Как посчитать Pareto (80/20) в SQL
Содержание:
Зачем Pareto
Классика бизнес-аналитики: «20% клиентов дают 80% revenue». Pareto показывает concentration. Если top-20% дают 95% revenue — extreme concentration, riske. Если 50% — диверсифицированная база.
Формула
Top X% клиентов by revenue cumulative — какая доля total revenue.Базовый расчёт
Данные: orders(user_id, total, status, created_at).
WITH user_revenue AS (
SELECT
user_id,
SUM(total) AS revenue
FROM orders
WHERE status = 'paid'
AND created_at >= CURRENT_DATE - INTERVAL '90 days'
GROUP BY user_id
),
ranked AS (
SELECT
user_id,
revenue,
SUM(revenue) OVER (ORDER BY revenue DESC) AS cumulative_revenue,
SUM(revenue) OVER () AS total_revenue,
ROW_NUMBER() OVER (ORDER BY revenue DESC) AS rn,
COUNT(*) OVER () AS total_users
FROM user_revenue
)
SELECT
rn,
user_id,
revenue,
rn::NUMERIC * 100 / total_users AS user_pct,
cumulative_revenue::NUMERIC * 100 / total_revenue AS rev_pct
FROM ranked
WHERE rn <= 100;Найдите row где user_pct ≈ 20 — это top-20% клиентов. Смотрите rev_pct.
По продуктам
WITH product_revenue AS (
SELECT product_id, SUM(amount) AS revenue
FROM order_items
GROUP BY product_id
),
ranked AS (
SELECT
product_id,
revenue,
SUM(revenue) OVER (ORDER BY revenue DESC) AS cum_rev,
SUM(revenue) OVER () AS total_rev,
ROW_NUMBER() OVER (ORDER BY revenue DESC) AS rn,
COUNT(*) OVER () AS total_products
FROM product_revenue
)
SELECT
rn,
product_id,
rn::NUMERIC * 100 / total_products AS product_pct,
cum_rev::NUMERIC * 100 / total_rev AS rev_pct
FROM ranked
ORDER BY rn;«SKU-tail»: 80% products дают 20% revenue. Часто candidates для discontinuation.
Cumulative chart
Bucketed:
WITH ranked AS (
SELECT
user_id,
SUM(total) AS revenue,
NTILE(10) OVER (ORDER BY SUM(total) DESC) AS decile
FROM orders
WHERE status = 'paid'
GROUP BY user_id
)
SELECT
decile,
COUNT(*) AS users_in_decile,
SUM(revenue) AS revenue,
SUM(revenue) * 100.0 / SUM(SUM(revenue)) OVER () AS rev_pct
FROM ranked
GROUP BY decile
ORDER BY decile;Decile 1 — top-10%. Их доля revenue показывает concentration.
Частые ошибки
Ошибка 1. Confuse 80/20 with literal numbers. «80% revenue from 20% customers» — это статистический рulr-of-thumb, не реальное правило. В вашем случае может быть 70/30 или 90/10.

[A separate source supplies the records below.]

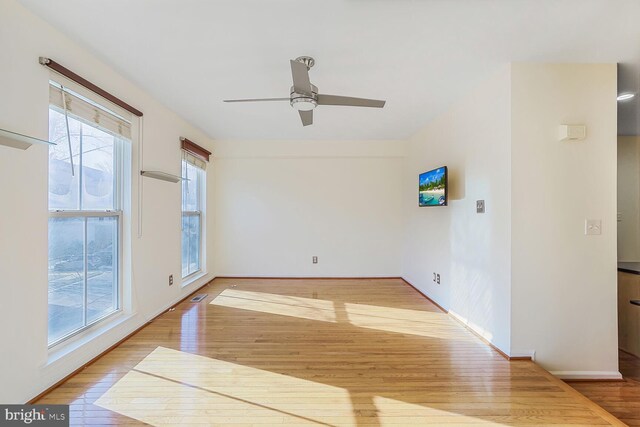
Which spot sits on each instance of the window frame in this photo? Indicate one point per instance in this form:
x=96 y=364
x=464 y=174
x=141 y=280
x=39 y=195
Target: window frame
x=119 y=147
x=199 y=213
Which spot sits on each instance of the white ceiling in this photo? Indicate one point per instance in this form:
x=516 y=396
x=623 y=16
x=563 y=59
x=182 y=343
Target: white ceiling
x=419 y=55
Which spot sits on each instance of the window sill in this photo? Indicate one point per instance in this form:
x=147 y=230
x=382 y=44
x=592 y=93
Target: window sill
x=192 y=278
x=64 y=348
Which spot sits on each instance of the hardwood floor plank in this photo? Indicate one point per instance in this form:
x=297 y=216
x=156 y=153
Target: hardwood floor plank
x=315 y=352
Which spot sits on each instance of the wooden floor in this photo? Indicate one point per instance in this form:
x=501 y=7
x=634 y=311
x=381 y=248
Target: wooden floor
x=318 y=352
x=621 y=398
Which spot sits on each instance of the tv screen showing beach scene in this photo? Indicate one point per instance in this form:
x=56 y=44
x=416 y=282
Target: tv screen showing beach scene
x=432 y=188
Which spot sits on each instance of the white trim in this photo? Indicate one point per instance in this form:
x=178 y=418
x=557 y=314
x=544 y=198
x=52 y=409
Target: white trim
x=587 y=375
x=524 y=353
x=193 y=278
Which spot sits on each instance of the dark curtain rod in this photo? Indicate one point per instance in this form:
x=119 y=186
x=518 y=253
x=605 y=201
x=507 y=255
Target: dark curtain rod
x=86 y=83
x=195 y=149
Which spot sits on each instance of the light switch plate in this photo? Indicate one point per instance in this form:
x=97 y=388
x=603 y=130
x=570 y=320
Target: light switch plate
x=592 y=227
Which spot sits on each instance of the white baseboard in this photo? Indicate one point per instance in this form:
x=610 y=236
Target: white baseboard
x=531 y=354
x=588 y=375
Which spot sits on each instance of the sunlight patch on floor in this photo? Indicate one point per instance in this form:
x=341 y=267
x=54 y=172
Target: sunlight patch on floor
x=389 y=319
x=304 y=308
x=170 y=387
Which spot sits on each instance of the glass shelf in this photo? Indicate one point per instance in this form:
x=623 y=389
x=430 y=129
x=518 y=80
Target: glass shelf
x=17 y=140
x=161 y=175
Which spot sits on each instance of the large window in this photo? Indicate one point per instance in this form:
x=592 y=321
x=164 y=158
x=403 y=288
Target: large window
x=85 y=212
x=192 y=203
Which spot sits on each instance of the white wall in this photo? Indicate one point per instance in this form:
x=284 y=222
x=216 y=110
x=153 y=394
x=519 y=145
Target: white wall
x=26 y=367
x=281 y=202
x=629 y=198
x=563 y=282
x=470 y=251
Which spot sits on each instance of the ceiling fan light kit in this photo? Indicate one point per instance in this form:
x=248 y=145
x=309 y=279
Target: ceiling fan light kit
x=304 y=96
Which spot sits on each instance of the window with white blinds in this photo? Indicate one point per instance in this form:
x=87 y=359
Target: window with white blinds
x=82 y=108
x=193 y=172
x=86 y=205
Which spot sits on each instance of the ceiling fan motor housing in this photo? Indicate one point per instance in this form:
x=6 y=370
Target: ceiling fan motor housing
x=304 y=101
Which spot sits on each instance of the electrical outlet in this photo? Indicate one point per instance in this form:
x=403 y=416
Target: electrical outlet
x=592 y=227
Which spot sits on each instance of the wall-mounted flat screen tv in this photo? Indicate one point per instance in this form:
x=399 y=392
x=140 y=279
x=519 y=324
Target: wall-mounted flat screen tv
x=432 y=188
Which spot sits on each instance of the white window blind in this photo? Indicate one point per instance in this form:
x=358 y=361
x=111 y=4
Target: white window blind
x=193 y=160
x=86 y=110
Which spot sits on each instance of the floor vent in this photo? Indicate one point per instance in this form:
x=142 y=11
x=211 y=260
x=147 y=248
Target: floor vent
x=199 y=298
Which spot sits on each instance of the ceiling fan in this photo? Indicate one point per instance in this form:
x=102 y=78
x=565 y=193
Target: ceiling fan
x=304 y=96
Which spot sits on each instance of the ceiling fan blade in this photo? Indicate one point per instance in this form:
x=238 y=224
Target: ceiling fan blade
x=349 y=101
x=256 y=100
x=307 y=117
x=300 y=74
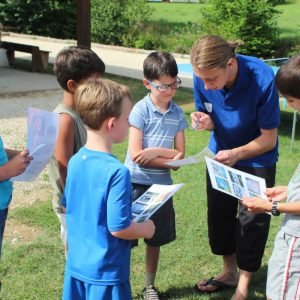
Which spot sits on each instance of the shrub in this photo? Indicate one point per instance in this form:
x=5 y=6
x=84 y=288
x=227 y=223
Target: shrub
x=253 y=23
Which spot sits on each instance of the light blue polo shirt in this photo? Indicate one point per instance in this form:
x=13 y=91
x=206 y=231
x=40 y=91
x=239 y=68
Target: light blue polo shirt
x=6 y=186
x=239 y=113
x=159 y=130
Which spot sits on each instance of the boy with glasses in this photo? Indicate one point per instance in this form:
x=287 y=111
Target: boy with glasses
x=156 y=137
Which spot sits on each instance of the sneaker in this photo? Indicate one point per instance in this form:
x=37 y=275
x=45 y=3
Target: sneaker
x=150 y=293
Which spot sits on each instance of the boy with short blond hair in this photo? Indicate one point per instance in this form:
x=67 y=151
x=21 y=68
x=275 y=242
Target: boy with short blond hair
x=156 y=137
x=97 y=198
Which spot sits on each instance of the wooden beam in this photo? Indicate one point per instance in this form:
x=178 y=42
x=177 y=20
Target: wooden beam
x=84 y=23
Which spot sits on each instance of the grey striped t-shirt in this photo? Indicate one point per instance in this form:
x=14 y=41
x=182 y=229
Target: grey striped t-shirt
x=159 y=130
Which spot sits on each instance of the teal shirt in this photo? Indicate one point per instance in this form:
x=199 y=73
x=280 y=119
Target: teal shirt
x=5 y=185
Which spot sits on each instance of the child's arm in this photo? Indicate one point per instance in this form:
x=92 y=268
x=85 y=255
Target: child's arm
x=154 y=156
x=136 y=230
x=64 y=148
x=16 y=165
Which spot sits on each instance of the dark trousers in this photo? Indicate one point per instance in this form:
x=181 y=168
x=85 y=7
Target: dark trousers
x=233 y=229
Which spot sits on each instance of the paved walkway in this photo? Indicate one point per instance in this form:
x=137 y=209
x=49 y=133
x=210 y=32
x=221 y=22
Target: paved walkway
x=118 y=60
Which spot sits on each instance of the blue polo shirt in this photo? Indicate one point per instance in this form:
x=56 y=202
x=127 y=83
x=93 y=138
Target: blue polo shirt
x=239 y=113
x=159 y=130
x=6 y=186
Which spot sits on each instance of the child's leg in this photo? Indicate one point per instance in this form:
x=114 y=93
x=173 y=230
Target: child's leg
x=3 y=216
x=283 y=280
x=152 y=256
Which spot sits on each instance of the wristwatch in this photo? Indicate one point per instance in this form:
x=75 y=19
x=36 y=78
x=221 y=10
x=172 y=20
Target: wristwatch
x=275 y=211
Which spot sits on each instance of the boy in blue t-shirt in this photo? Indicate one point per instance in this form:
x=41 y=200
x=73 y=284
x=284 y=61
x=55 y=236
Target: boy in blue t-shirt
x=12 y=163
x=156 y=137
x=97 y=198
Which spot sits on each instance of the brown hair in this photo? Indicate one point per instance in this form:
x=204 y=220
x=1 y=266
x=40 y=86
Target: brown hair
x=287 y=79
x=97 y=99
x=211 y=51
x=76 y=63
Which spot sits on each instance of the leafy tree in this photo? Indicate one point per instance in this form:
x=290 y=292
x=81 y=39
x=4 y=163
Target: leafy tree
x=252 y=23
x=118 y=22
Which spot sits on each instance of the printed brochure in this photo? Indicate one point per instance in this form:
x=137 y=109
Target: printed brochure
x=148 y=203
x=234 y=182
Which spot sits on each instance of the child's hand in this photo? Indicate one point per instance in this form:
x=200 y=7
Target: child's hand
x=18 y=164
x=144 y=156
x=277 y=193
x=256 y=204
x=203 y=121
x=150 y=229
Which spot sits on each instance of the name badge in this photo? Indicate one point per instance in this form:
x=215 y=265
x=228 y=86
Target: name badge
x=208 y=106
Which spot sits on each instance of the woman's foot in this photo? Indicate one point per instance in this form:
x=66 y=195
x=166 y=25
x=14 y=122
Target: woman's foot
x=217 y=283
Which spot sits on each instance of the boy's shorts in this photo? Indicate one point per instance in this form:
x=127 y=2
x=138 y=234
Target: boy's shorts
x=283 y=280
x=163 y=218
x=78 y=290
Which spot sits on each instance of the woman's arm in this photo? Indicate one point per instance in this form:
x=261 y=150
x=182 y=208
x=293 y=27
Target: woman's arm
x=265 y=142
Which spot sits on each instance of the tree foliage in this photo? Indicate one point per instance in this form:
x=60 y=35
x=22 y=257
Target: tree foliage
x=118 y=22
x=40 y=17
x=252 y=23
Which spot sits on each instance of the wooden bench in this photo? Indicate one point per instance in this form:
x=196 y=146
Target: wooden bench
x=39 y=57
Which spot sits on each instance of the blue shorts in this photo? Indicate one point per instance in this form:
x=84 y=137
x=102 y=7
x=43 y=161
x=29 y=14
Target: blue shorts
x=75 y=289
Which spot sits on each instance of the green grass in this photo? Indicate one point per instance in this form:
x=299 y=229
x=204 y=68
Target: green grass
x=169 y=18
x=35 y=270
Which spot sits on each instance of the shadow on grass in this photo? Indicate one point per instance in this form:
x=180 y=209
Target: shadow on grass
x=285 y=128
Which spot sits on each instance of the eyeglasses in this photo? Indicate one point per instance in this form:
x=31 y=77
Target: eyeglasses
x=164 y=87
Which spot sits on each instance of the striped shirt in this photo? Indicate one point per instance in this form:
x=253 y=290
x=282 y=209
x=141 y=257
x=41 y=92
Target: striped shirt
x=159 y=130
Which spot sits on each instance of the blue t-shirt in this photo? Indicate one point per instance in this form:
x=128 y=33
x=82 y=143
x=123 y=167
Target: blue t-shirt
x=6 y=186
x=239 y=113
x=97 y=197
x=159 y=130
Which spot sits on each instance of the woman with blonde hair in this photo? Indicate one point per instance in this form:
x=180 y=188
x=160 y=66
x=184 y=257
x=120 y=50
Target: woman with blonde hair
x=235 y=99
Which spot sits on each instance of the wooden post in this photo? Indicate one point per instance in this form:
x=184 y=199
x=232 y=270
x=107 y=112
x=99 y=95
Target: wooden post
x=84 y=23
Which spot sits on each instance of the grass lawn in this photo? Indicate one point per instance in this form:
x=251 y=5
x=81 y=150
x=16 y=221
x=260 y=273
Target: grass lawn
x=35 y=270
x=170 y=17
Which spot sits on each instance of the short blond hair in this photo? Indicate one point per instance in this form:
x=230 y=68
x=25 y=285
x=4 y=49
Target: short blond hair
x=212 y=51
x=98 y=99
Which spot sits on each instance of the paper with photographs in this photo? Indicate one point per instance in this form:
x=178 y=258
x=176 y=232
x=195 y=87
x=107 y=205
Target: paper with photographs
x=234 y=182
x=42 y=131
x=148 y=203
x=192 y=159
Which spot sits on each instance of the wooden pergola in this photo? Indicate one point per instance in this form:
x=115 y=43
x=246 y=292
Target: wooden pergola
x=84 y=23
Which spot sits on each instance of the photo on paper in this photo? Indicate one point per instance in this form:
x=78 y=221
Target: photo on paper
x=236 y=178
x=146 y=198
x=223 y=184
x=239 y=191
x=219 y=170
x=253 y=186
x=148 y=203
x=138 y=208
x=234 y=182
x=253 y=195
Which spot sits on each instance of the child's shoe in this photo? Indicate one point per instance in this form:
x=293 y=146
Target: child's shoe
x=150 y=293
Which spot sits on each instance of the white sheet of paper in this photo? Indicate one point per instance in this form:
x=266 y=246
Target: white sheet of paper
x=148 y=203
x=192 y=159
x=42 y=131
x=234 y=182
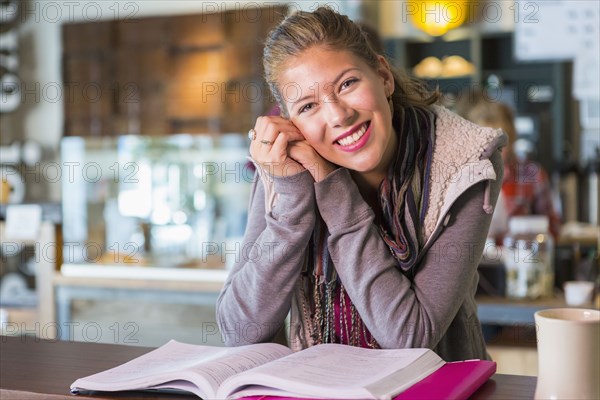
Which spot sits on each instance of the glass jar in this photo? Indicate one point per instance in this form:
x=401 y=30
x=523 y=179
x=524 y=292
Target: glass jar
x=528 y=257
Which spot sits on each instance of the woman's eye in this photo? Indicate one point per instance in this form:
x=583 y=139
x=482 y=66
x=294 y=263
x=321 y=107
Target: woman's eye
x=347 y=83
x=305 y=108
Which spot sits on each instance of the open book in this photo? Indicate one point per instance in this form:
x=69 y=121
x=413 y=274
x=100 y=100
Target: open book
x=322 y=371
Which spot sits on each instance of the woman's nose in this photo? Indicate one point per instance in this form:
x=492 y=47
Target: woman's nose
x=338 y=112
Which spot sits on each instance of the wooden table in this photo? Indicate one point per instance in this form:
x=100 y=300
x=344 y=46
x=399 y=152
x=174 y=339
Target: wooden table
x=32 y=368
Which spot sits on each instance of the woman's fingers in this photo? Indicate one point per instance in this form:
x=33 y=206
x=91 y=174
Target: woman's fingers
x=269 y=146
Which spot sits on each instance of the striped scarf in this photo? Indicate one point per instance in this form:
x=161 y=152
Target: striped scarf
x=403 y=196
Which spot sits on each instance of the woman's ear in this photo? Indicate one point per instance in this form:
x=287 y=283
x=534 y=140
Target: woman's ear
x=385 y=72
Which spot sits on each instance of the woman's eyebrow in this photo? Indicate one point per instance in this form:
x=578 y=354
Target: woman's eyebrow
x=337 y=79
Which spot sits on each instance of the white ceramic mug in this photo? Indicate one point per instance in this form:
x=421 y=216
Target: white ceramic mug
x=568 y=343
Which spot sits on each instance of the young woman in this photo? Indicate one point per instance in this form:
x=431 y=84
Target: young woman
x=371 y=213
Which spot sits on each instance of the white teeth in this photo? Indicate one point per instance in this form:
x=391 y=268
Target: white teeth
x=348 y=140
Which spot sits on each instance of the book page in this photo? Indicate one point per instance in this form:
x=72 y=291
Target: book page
x=205 y=366
x=339 y=371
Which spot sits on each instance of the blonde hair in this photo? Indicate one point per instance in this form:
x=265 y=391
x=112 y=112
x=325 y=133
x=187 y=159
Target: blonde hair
x=325 y=27
x=479 y=108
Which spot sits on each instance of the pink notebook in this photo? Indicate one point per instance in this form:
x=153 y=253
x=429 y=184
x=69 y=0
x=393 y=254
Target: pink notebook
x=455 y=380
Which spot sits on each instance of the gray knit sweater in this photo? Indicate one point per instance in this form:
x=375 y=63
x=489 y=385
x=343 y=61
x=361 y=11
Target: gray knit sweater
x=436 y=309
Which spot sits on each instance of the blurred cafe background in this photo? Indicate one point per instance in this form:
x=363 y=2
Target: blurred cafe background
x=123 y=154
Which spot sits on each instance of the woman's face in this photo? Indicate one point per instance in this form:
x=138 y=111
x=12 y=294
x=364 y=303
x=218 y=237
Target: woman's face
x=340 y=105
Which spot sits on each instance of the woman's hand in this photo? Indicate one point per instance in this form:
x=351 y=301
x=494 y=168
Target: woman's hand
x=307 y=156
x=271 y=139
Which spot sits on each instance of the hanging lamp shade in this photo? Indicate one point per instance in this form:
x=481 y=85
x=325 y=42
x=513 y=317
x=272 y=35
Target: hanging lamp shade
x=436 y=17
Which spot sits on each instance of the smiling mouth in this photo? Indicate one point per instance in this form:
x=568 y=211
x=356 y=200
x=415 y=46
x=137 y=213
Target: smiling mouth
x=351 y=139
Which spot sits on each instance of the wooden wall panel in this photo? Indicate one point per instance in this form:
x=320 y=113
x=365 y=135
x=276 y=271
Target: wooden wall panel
x=174 y=74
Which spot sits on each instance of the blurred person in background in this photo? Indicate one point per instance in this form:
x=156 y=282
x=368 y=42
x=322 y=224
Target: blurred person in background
x=526 y=188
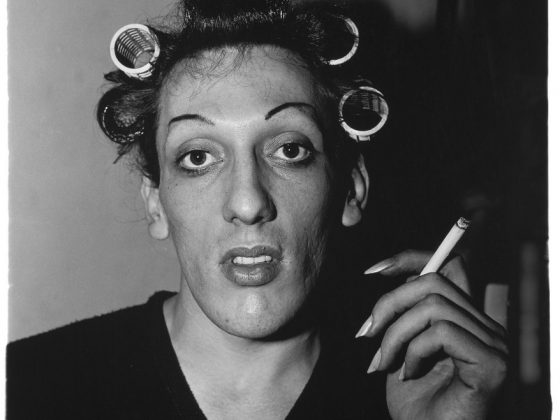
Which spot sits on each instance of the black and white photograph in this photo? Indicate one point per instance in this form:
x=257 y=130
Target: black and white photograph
x=278 y=209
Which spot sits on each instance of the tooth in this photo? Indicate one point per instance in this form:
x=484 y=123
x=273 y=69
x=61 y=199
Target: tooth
x=252 y=260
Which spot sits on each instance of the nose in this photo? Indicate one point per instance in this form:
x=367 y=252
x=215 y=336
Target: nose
x=248 y=200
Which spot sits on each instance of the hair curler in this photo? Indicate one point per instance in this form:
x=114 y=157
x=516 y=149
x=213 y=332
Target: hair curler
x=345 y=44
x=363 y=111
x=121 y=126
x=134 y=49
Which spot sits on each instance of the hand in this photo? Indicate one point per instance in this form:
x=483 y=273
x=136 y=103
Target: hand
x=445 y=359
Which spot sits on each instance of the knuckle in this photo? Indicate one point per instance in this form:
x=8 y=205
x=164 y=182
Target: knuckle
x=383 y=303
x=433 y=300
x=443 y=328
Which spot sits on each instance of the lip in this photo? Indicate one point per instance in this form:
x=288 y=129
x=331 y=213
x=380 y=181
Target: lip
x=252 y=275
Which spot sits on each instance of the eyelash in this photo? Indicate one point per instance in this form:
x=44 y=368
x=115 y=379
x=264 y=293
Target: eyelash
x=196 y=170
x=307 y=149
x=304 y=160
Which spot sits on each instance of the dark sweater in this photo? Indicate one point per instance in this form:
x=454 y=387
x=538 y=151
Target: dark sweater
x=122 y=366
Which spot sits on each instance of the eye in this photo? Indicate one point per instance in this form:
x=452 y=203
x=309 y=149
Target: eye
x=197 y=160
x=292 y=152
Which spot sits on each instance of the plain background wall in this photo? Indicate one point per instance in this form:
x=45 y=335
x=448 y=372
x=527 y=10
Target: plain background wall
x=78 y=239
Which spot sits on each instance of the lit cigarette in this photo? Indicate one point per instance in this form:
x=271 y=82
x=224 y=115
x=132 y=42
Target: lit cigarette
x=446 y=246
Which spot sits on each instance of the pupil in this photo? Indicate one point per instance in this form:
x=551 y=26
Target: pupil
x=291 y=150
x=198 y=157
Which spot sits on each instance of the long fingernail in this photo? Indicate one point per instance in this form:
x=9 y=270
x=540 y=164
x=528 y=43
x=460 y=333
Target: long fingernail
x=380 y=266
x=365 y=328
x=375 y=362
x=401 y=375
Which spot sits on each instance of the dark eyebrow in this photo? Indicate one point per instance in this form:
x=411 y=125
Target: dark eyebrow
x=282 y=107
x=195 y=117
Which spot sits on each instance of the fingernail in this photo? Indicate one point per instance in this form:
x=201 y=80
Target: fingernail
x=380 y=266
x=375 y=362
x=401 y=375
x=365 y=328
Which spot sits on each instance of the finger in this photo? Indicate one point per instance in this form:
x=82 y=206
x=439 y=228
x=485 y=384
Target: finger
x=406 y=262
x=478 y=366
x=431 y=310
x=401 y=299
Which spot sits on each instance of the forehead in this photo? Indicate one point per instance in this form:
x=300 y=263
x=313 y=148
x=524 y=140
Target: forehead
x=230 y=83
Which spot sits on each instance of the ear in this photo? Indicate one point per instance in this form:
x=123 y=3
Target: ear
x=157 y=219
x=356 y=199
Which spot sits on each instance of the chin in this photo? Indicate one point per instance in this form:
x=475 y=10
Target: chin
x=258 y=319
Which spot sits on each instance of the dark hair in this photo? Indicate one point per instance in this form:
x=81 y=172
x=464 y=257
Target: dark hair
x=311 y=32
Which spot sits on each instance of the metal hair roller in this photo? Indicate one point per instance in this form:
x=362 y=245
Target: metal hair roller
x=345 y=46
x=120 y=126
x=363 y=111
x=134 y=50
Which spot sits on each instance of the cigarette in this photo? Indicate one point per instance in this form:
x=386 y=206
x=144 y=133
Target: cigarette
x=446 y=246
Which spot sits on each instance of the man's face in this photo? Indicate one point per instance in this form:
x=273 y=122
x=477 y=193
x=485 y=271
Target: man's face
x=246 y=187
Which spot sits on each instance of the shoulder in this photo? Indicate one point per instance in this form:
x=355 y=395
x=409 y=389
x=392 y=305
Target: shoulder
x=86 y=361
x=99 y=333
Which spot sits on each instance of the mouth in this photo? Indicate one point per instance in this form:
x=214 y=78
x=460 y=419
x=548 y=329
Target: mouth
x=254 y=266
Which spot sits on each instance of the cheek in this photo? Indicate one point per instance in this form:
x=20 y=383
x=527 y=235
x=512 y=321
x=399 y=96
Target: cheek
x=188 y=215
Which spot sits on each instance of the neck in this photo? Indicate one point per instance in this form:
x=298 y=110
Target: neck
x=207 y=352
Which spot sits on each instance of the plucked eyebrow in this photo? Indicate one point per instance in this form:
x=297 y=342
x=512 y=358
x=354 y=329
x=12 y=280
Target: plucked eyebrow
x=268 y=115
x=195 y=117
x=298 y=105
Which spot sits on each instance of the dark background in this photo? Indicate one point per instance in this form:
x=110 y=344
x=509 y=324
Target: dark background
x=467 y=136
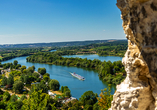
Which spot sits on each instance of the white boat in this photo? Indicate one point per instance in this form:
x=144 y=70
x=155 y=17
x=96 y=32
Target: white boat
x=77 y=76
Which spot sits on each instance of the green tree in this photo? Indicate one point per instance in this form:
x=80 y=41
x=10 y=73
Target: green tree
x=42 y=71
x=30 y=69
x=23 y=97
x=105 y=98
x=13 y=98
x=10 y=80
x=54 y=84
x=15 y=62
x=6 y=96
x=18 y=86
x=4 y=81
x=22 y=68
x=38 y=101
x=89 y=98
x=36 y=75
x=46 y=78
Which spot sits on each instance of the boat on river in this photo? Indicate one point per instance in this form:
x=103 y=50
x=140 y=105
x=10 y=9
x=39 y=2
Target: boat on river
x=77 y=76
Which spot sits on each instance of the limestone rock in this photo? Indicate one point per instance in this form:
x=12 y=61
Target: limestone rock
x=139 y=89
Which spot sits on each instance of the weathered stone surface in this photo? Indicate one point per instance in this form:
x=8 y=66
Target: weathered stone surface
x=139 y=89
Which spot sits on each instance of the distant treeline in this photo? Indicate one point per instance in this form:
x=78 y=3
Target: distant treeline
x=55 y=44
x=9 y=53
x=113 y=73
x=114 y=48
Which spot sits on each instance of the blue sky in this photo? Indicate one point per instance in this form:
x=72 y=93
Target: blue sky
x=34 y=21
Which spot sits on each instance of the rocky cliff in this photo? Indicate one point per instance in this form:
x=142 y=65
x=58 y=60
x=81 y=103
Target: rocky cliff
x=139 y=89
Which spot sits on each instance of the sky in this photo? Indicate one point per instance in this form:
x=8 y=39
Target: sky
x=39 y=21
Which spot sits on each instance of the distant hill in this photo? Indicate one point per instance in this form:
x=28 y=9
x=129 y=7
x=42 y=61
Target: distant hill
x=57 y=44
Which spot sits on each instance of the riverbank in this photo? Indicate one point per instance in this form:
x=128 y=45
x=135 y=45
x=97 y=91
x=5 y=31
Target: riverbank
x=113 y=73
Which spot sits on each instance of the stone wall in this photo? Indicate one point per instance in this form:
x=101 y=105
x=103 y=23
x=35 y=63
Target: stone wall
x=139 y=89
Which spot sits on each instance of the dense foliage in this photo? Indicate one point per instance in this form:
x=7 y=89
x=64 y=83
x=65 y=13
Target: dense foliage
x=113 y=73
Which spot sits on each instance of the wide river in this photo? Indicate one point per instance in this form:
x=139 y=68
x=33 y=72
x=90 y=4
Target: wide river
x=61 y=73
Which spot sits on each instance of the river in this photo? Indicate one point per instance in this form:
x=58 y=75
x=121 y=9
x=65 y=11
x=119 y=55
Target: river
x=61 y=73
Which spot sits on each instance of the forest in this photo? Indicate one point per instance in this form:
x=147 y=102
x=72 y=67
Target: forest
x=113 y=73
x=24 y=88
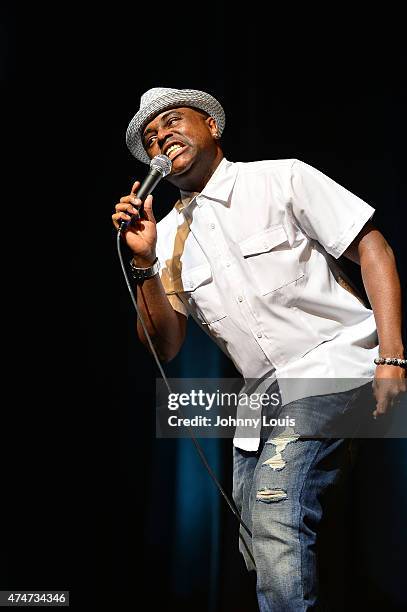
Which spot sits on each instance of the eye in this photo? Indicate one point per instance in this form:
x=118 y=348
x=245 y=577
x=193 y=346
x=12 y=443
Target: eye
x=150 y=142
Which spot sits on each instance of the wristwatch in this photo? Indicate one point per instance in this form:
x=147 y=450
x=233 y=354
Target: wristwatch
x=140 y=274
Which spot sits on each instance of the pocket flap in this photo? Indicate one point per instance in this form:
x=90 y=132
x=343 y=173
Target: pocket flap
x=263 y=241
x=195 y=277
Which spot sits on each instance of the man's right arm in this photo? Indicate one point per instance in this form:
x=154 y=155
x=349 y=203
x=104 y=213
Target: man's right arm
x=165 y=326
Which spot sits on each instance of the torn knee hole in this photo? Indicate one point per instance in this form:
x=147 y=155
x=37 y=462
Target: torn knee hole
x=271 y=495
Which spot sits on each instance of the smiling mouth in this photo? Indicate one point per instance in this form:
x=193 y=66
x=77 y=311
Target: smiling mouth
x=174 y=150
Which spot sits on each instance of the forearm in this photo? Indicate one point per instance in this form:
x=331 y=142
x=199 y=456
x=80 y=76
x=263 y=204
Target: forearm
x=160 y=319
x=382 y=284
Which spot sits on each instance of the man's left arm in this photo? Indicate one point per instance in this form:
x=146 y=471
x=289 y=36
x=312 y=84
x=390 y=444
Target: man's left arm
x=380 y=278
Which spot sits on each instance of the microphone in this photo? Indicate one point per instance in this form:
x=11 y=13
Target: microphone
x=160 y=166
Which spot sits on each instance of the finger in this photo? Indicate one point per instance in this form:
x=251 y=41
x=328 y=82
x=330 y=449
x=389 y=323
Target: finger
x=129 y=199
x=148 y=208
x=381 y=408
x=118 y=217
x=127 y=207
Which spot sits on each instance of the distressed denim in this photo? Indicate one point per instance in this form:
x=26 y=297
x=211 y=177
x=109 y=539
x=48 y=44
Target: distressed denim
x=279 y=492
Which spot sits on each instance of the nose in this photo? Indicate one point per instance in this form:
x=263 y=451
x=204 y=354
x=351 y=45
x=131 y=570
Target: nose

Ошибка 2. Не cumulative. Считать каждого top-N independent — теряете точку distribution.
Ошибка 3. Кратко-срочное окно. 30 дней — носит лотерейный характер. Используйте 90+ days.
Ошибка 4. Включать non-active. Юзеры с 0 revenue — должны быть в знаменателе? Решите.
Ошибка 5. Pareto для всех metric. Pareto работает на revenue / orders. Для retention / engagement — формула не applies.
Связанные темы
FAQ
Какой Pareto considered ok?
Subscription / SaaS: 30-40% revenue от top-10%. Marketplace: 50-70%. Luxury / high-ticket: 70-90%.
Pareto слишком сильный — плохо?
Risk concentration. Если top-3 клиента уйдут — компания в risk. Diversify.
Pareto слишком слабый?
«No power users». Maybe нет engaged base. Тоже concerning, по-другому.
Pareto для разных metric?
Revenue — classic. Orders, sessions, post creations — также работают.
Time-based Pareto?
Может меняться: «80% revenue от 20% месяцев» (seasonal). Полезно для planning.